Drogue : une délégation de magistrats mexicains appelle la France à prendre des mesures d'urgence contre le narcobanditisme

Dans une note confidentielle sur les règlements de comptes entre trafiquants, la police judiciaire a constaté de fortes similitudes entre les profils d'une nouvelle génération de criminels et les tueurs à gages des cartels d'Amérique latine.
Article rédigé par David Di Giacomo
Radio France
Publié Mis à jour
Temps de lecture : 2 min
Un agent du RAID devant un immeuble , à Marseille lors de la visite surprise du président français Emmanuel Macron pour lancer l’opération Place nette XXL, une nouvelle stratégie nationale antidrogue, le 19 mars 2024. (JULIE GAZZOTI / HANS LUCAS)

Alors que le terme de "mexicanisation" est employé par certains policiers pour évoquer l'ampleur du narcobanditisme en France, une délégation de magistrats mexicains vient justement de rendre visite au parquet de Paris et à la juridiction nationale de lutte contre la criminalité organisée. Les Mexicains tirent la sonnette d'alarme.

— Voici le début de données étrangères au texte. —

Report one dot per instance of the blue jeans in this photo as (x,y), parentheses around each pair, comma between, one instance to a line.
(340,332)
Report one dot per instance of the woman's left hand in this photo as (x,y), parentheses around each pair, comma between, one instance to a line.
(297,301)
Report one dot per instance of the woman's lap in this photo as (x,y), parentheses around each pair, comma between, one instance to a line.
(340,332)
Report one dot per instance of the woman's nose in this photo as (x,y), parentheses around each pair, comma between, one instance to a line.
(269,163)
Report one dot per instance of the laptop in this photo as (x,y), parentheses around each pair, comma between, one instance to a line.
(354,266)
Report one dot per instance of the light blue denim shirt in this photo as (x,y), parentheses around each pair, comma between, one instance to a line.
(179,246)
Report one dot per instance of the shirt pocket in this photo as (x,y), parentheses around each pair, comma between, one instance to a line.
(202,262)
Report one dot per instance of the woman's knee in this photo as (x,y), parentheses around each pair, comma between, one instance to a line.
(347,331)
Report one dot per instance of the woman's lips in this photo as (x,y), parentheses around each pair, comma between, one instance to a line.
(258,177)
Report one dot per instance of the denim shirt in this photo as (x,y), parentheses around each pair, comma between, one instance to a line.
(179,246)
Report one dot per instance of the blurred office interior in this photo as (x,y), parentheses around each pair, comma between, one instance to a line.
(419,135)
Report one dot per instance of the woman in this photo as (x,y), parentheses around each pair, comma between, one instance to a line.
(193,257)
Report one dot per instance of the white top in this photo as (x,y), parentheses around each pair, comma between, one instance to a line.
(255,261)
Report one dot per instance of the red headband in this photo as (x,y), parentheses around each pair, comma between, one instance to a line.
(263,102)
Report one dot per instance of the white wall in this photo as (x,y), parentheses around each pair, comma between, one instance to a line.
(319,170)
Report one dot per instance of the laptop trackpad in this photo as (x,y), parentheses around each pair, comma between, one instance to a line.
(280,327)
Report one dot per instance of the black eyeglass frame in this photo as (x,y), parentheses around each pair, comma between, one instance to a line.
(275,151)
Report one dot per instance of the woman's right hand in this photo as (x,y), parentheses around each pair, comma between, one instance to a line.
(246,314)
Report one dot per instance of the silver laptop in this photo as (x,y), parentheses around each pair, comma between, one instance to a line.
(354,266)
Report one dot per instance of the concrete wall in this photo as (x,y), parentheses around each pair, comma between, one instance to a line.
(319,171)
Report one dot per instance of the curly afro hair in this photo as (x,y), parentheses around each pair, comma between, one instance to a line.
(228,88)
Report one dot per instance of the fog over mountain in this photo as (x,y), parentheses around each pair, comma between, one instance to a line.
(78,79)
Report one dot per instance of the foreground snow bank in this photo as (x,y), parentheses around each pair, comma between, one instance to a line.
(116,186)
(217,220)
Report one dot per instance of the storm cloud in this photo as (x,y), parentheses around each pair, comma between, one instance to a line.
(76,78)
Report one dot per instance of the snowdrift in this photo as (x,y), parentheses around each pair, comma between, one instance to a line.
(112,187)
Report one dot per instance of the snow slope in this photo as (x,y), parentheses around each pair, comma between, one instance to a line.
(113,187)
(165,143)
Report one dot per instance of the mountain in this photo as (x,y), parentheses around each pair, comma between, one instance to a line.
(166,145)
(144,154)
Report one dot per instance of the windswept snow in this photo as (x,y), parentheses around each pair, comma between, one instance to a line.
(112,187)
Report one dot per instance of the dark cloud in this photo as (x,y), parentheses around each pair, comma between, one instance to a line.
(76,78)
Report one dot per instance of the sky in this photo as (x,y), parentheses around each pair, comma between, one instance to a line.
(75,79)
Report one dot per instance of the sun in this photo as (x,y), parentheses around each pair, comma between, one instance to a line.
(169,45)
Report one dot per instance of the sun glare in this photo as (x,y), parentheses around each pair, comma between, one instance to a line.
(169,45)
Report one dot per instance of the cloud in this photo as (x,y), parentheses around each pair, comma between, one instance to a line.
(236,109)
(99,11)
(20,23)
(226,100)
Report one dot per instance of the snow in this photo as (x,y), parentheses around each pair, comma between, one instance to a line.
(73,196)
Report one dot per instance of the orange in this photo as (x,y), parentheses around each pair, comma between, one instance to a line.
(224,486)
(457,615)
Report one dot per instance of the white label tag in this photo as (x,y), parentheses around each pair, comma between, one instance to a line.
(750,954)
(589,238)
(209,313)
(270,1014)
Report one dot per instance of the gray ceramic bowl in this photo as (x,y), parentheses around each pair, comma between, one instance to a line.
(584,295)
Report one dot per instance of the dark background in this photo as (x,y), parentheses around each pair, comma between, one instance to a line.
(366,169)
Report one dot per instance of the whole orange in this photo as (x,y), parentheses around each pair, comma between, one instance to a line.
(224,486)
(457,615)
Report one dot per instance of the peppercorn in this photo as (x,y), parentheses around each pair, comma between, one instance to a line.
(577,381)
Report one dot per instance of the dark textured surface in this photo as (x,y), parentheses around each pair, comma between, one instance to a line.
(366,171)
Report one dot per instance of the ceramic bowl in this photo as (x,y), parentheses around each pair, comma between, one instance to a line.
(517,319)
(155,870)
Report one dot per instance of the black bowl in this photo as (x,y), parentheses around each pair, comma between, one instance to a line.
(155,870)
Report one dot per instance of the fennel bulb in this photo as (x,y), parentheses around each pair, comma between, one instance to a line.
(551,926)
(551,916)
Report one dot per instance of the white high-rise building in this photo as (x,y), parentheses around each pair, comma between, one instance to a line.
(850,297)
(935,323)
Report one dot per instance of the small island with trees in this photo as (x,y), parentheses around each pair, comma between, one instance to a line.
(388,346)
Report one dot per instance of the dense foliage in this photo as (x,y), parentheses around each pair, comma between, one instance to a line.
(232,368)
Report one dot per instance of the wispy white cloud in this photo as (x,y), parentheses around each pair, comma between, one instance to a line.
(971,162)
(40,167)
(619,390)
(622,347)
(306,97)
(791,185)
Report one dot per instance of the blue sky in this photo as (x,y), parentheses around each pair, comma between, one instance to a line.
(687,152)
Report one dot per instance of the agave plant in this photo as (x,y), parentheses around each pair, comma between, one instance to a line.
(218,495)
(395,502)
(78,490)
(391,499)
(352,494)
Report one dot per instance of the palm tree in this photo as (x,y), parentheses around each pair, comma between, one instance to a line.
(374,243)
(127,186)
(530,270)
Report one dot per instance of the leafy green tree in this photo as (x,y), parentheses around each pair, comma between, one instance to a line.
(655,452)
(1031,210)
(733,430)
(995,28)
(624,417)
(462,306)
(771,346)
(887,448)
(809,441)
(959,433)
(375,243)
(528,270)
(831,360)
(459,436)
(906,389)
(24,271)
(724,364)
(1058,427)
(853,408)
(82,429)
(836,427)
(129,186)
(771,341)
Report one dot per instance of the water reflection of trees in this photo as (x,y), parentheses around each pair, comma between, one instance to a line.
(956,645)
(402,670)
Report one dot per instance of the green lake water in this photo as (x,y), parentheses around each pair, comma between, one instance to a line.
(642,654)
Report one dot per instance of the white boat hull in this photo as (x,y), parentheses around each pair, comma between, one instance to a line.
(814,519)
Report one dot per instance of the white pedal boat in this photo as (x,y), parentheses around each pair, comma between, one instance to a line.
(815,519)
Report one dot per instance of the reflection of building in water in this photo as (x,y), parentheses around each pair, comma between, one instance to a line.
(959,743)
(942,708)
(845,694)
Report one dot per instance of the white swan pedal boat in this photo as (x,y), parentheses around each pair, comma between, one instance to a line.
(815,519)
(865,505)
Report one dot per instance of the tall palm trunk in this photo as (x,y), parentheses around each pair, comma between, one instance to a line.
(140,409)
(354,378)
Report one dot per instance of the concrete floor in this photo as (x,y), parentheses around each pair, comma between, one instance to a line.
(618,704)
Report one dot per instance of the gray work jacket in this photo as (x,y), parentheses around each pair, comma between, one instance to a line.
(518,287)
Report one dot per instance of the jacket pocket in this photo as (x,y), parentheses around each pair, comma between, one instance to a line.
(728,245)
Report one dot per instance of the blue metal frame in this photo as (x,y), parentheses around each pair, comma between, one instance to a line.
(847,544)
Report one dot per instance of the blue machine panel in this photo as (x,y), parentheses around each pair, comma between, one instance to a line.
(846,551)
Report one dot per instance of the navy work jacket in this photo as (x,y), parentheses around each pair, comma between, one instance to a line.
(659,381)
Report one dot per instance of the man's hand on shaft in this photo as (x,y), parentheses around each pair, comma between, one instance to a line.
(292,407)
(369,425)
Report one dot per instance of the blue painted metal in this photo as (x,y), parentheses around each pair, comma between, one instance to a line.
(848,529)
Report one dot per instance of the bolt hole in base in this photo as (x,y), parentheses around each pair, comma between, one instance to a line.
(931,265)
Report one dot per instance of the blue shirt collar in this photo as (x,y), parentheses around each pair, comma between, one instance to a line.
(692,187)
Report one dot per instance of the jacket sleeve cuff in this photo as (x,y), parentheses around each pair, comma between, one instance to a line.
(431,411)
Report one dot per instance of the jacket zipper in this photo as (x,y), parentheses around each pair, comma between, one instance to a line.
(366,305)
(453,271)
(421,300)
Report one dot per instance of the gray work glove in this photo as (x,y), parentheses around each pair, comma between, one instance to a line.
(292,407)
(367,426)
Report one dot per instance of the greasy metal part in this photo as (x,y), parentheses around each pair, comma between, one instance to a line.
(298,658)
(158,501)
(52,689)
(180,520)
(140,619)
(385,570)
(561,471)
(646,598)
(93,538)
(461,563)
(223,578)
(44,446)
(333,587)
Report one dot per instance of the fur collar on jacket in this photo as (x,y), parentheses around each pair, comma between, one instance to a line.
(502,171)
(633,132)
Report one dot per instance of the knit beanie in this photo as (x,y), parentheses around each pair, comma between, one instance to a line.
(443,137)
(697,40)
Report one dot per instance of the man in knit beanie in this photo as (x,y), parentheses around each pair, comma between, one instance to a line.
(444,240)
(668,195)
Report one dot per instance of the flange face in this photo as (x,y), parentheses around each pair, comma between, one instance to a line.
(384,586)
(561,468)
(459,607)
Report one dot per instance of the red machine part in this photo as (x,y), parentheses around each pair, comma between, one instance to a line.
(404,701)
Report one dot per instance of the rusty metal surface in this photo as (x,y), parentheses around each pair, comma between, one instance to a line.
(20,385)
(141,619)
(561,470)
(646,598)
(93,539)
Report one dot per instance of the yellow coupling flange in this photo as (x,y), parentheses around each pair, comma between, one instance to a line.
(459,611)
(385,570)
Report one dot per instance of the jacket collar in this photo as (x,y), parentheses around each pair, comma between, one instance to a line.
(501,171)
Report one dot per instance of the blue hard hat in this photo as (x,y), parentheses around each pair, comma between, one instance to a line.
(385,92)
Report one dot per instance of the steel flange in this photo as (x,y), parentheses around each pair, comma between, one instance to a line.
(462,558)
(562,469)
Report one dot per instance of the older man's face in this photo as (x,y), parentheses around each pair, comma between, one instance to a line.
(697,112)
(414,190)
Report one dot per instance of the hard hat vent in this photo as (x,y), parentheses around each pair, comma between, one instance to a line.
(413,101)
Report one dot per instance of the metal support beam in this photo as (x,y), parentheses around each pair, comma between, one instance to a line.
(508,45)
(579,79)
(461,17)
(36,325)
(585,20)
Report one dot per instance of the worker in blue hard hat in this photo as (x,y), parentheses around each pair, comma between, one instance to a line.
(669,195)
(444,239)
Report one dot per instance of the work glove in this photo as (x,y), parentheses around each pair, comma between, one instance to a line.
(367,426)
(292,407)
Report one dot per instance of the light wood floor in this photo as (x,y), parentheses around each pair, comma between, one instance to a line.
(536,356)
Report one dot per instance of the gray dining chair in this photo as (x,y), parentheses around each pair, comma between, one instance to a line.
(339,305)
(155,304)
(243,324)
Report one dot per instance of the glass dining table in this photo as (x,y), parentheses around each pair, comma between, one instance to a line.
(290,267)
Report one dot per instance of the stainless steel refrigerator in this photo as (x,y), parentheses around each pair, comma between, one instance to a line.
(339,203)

Et leur message est on ne peut plus clair : ils appellent la France à prendre des mesures d'urgence pour ne pas se retrouver d'ici quelques années dans la même situation qu'au Mexique, où les violences liées aux cartels de la drogue ont fait plus de 450 000 morts en 20 ans. L'un des magistrats mexicains en visite au parquet de Paris le 14 mai dernier, a estimé que l'attaque mortelle du fourgon de Mohamed Amra, montrait bien que forces de l'ordre et organisations criminelles ne jouent pas à armes égales.

Modifier la loi pour lutter contre le narcotrafic

Il conseille à ses homologues français de mettre plus de moyens humains mais aussi de modifier la loi pour mieux lutter contre le narcotrafic. Selon ces professionnels, la France est à un seuil pour prendre des mesures et ne pas commettre les mêmes erreurs : "Les crimes organisés s’internationalisent, se globalisent. Nos systèmes pénaux garantissent les droits et libertés des personnes, mais il faudrait aussi organiser la manière de travailler contre le crime organisé. Au Mexique, il y a des menaces de mort, qui se traduisent par des actes, cela modifie la manière de travailler : il faut protéger les magistrats. La France peut encore proposer des modifications législatives et donner plus de pouvoir aux parquets, à la police et aux juges pour intervenir de manière efficace. Des peines plus fortes sont nécessaires", peut-on ainsi lire via un post LinkedIn du Parquet de Paris.

Dans une note confidentielle sur les règlements de comptes entre trafiquants, la police judiciaire dit avoir déjà constaté de fortes similitudes entre les profils d'une nouvelle génération de criminels ; et les jeunes sicarios, les tueurs à gages des cartels d'Amérique latine.

Invitée du 8h30 franceinfo, lundi 27 mai, Laure Beccuau, procureure de la République de Paris, a toutefois répondu que "nous n'en sommes pas là" en France : "La définition d'un narco-état, c'est le fait que toutes les instances décisionnelles sont finalement pénétrées, infiltrées par les trafiquants, y compris des juges, parfois des magistrats, et que dès lors, les décisions qui peuvent être prises au niveau législatif, judiciaire ou tout autre sont influencées par les trafiquants. Mais nous sommes loin d'en être là". 

Une commission d'enquête du Sénat sur l'état du narcotrafic en France dressait un bilan accablant, le mardi 14 mai sur l'expansion territoriale du trafic, la corruption d'agents publics, et le manque de moyens des acteurs de terrain. Les sénateurs de la commission ont formulé une série de propositions afin de mettre en place une "stratégie globale et ambitieuse" pour sortir le pays "du piège du narcotrafic".